5 - Stretching could be necessary for healthy, pain-free movement
Pain free mobility is indeed associated with better health and with lower rates of mortality (Feeny et al, 2012). Moving freely throughout a variety of daily activities (including exercise) requires a good range of motion around the joints – which means flexibility is key.
Many of us spend the majority of our days sitting at a desk, and find our muscles and tendons regularly feeling too tight, to move comfortably, in life or in the gym. This is when a regular stretching routine becomes highly beneficial.
To sum up, if you feel tight and restricted when moving in daily life, or when training any movement such as the squat or overhead press, you need a regular stretching routine that is tailored specifically to fix those tight muscles and tendons. That routine will work for as long as you continue to adhere to it. If you do it after your training sessions, it will also have the added benefit of relaxing your body and helping you recover better for the next session. It will not have much of an effect on sore muscles or injury prevention, but it could still help you feel looser, more relaxed, and more mobile.
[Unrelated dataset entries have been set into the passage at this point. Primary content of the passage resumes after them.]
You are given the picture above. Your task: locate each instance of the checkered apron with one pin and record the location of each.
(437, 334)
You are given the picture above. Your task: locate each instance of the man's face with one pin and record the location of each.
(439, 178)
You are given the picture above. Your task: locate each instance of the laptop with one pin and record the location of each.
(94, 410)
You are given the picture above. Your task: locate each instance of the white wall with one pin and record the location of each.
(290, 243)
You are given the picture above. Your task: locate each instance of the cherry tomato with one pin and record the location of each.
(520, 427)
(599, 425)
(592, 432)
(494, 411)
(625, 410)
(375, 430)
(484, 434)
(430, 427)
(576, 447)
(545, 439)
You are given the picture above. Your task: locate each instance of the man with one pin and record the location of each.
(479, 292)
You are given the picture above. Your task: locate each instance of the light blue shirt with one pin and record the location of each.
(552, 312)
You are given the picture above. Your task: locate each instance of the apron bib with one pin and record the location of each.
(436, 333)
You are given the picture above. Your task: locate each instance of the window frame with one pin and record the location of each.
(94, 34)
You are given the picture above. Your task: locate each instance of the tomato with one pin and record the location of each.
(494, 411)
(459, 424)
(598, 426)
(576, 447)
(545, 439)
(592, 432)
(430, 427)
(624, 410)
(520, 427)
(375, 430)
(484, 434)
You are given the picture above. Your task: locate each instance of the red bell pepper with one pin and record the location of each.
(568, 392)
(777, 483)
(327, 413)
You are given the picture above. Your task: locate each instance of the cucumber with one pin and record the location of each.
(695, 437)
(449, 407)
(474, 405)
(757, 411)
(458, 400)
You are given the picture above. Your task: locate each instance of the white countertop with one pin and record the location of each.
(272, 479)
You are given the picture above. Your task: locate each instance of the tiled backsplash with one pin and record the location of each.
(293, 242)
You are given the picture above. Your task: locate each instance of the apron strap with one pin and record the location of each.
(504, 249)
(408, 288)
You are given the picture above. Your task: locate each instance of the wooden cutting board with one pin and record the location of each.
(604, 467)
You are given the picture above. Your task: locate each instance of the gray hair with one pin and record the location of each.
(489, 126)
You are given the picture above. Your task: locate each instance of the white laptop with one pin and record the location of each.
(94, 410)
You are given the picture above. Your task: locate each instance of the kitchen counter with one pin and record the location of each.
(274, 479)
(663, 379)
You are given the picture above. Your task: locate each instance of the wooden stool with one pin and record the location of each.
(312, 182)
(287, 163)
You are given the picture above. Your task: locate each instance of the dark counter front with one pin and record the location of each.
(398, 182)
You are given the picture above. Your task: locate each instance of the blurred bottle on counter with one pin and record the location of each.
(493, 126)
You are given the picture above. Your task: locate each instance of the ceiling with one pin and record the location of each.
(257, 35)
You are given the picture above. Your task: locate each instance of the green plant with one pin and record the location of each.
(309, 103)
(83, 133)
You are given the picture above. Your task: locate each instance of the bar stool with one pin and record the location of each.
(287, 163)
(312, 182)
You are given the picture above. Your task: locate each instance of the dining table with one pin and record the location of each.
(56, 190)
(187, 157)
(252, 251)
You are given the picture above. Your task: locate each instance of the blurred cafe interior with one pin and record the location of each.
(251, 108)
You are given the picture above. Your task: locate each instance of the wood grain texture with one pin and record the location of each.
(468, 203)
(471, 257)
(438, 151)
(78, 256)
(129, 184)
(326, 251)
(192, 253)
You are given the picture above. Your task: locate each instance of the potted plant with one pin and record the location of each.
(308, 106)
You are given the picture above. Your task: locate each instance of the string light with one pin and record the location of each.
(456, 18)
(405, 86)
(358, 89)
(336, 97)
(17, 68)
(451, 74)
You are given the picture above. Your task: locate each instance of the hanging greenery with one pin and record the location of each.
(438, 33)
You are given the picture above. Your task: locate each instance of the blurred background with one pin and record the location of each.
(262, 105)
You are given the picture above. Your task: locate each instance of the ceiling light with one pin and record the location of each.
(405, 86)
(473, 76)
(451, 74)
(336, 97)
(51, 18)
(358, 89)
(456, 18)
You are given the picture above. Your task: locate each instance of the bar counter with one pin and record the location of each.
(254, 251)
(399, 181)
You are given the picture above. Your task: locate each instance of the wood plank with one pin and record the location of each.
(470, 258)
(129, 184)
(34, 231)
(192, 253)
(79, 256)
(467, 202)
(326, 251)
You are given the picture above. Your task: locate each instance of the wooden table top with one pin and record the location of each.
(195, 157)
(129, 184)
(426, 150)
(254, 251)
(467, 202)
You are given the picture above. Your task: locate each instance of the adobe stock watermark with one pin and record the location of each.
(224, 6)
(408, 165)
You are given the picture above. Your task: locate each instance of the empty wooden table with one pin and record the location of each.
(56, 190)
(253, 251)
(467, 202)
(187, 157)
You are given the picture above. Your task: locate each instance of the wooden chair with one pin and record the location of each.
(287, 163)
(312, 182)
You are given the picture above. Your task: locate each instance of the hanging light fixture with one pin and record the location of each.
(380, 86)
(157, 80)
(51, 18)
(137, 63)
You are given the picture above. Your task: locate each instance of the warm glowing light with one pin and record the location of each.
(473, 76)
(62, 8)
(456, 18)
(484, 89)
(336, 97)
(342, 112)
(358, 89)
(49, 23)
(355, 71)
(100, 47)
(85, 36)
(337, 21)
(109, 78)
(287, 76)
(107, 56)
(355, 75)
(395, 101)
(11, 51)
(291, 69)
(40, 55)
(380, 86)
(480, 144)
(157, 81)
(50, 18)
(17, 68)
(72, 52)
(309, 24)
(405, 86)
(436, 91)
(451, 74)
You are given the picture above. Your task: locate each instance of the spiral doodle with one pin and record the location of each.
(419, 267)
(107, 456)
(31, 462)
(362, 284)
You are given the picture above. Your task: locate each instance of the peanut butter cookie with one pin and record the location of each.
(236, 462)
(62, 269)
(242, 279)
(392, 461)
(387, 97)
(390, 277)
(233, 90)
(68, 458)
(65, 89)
Most importantly, your stretching routine should specifically address the areas that you and your trainer feel are lacking in mobility and flexibility. Develop the right post-training stretch routine, stick to it, and reap the benefits.
Buroker, K.C. & Schwane, J.A. (1989). Does Postexercise Static Stretching Alleviate Delayed Muscle Soreness? The Physician and Sportsmedicine. 17(6).
Depino, G.M., Webright, W.G., & Arnold, B.L. (2000). Duration of Maintained Hamstring Flexibility After Cessation of an Acute Static Stretching Protocol. Journal of Athletic Training. 35(1), 56-59.
Farinatti P.T., Brandão C., Soares P.P., Duarte A.F. (2011). Acute effects of stretching exercise on the heart rate variability in subjects with low flexibility levels. The Journal of Strength and Conditioning Research. 25(6), 1579–1585.
Feeny, D., Huguet, N., McFarland, B. H., Kaplan, M. S., Orpana, H., & Eckstrom, E. (2012). Hearing, mobility, and pain predict mortality: a longitudinal population-based study. Journal of Clinical Epidemiology, 65(7), 764–777.
High, D.M., Howley, E.T. & Franks, D.B. (1989). The Effects of Static Stretching and Warm-Up on Prevention of Delayed-Onset Muscle Soreness. Research Quarterly for Exercise and Sport. 60(4).
Nelson, R.T. & Bandy, W.D. (2004). Eccentric Training and Static Stretching Improve Hamstring Flexibility of High School Males. Journal of Athletic Training. 39(3), 254-258.
Robert, R.D. & Noronha, M.D. (2007). Stretching to prevent or reduce muscle soreness after Exercise. Cochrane Database of Systemic Reviews. Cochrane Bone, Joint and Muscle Trauma Group.
Safran, M.R., Seaber, A.V. & Garrett, W.E. (1989). Warm-Up and Muscular Injury Prevention. An Update. Sports Medicine. 8(4), 239-249.
Thacker, S.B., Gilchrist, J., Stroup, D.F. & Dexter, K. (2004). The Impact of Stretching on Sports Injury Risk: A Systematic Review of the Literature. Medicine & Science in Sports & Exercise.
Witvrouw, E., Mahieu, N., Danneels, L. et al. (2004). Stretching and Injury Prevention. An Obscure Relationship. Sports Medicine. 34(7), 443-449.